Between 1862 and 1872, Congress included railroads east of the Mississippi in a complex appointment of land grants. More than 125 million acres of land was given to aid in the construction of the railroads. The railroads eventually received from the states and federal government more than 223 million acres of land, 35 million acres of which they later forfeited. The largest grants went to the transcontinental railroads. The Central Pacific, along with the Union Pacific, received 20 odd-numbered sections of land for each mile of track they constructed. In addition, Congress loaned the railroads from $16,000 to $48,000 per mile, depending on the nature of the terrain through which the railroad passed. The construction of the first transcontinental railroads was chartered during the American Civil War – the Union Pacific to build across the continent westward from Omaha, the Central Pacific to build eastward from Sacramento. Fortunes were made by the directors of the railroad corporations and much of these fortunes found their way into the pockets of congressmen and senators who looked after the railroads’ legislative needs.

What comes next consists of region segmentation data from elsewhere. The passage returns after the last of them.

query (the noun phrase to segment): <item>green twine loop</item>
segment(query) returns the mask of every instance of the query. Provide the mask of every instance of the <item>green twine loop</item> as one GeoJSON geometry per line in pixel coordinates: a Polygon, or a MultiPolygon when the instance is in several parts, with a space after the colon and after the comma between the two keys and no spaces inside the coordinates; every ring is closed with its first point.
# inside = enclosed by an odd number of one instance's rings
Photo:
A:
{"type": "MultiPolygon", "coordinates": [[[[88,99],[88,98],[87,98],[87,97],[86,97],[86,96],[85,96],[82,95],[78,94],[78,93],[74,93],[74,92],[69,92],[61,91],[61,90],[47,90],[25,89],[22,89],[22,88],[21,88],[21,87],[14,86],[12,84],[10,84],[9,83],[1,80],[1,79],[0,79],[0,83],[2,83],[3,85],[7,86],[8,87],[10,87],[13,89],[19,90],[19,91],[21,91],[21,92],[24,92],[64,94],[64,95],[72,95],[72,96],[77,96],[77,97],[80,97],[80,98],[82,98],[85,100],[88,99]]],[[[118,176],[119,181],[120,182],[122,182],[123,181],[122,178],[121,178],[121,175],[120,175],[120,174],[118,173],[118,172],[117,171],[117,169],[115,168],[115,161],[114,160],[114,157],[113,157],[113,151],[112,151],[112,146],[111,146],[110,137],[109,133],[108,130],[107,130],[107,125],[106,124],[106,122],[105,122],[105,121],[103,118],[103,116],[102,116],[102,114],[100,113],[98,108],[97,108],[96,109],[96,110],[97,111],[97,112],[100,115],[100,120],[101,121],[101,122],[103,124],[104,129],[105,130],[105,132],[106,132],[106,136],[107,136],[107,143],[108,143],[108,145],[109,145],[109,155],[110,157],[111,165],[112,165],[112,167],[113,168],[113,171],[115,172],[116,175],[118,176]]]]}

Financial problems were one source of headache. Government loans did not meet the costs of the daunting project. The railroads had to attract private capital, by selling stock or bonds to private investors using tracks, locomotives, cars, and land grants as collateral.

Theodore D. Judah, an engineer, created the Central Pacific. He bombarded senators with charts, graphs, and drawings determined to convince Congress of a plan that would construct a railroad from San Francisco across California to the Sierra Nevada, enter Nevada, and strike eastward. It was an audacious plan, but the need for transportation West in time of war convinced the lot. Judah persuaded four Sacramento merchants – Leland Stanford, Collis P. Huntington, Mark Hopkins and Charles Crocker – to incorporate the Central Pacific Railroad in 1862. Together, the men made a modest investment of about $60,000. They squeezed Judah out of the project, leaving them in complete control. They then set up a separate construction company. The Big Four, as they became known, secured a loan of nearly $2 million from the State of California and falsely convinced President Abraham Lincoln that the Sierra Nevada began almost at Sacramento, nearly doubling the federal government’s subsidy. Equipment was sent around Cape Horn to San Francisco and upriver to Sacramento. Trees in the foothills were cut for ties and trestles. Tracklaying began in 1863, but the Central Pacific extended only 115 miles four years later as the construction teams entered the Sierra Nevada, struggling against rock, snow, and wind.

The labor was done by construction crews manned largely by Chinese (who numbered nearly 10,000 at the peak of construction), Civil War veterans, and Irish immigrants. Hundreds of workers died, often replaced by recruitments from China, brought to California, and taken by rail to the end of the track. Leland Stanford characterized the Chinese as “quiet, peaceable, industrious, economical – ready and apt to learn all the different kinds of work required in railroad building.” Fair enough words, but Charles Crocker’s comment was more telling about the attitude toward the men who built the edifice that connected west to east: “[If] you should drive these 75,000 Chinamen off, you would take 75,000 white men from an elevated class of work and put them down to doing a low class of labor that the Chinamen are now doing, and instead of elevating you would degrade white labor to the extent.”

The two lines met on May 10, 1869 at Promontory Point, near Ogden, Utah. No Chinese were visible in the famous photographs taken by Andrew J. Russell of the momentous occasion. By the time the juncture was completed the line already needed nearly 7 million dollars’ worth of repairs.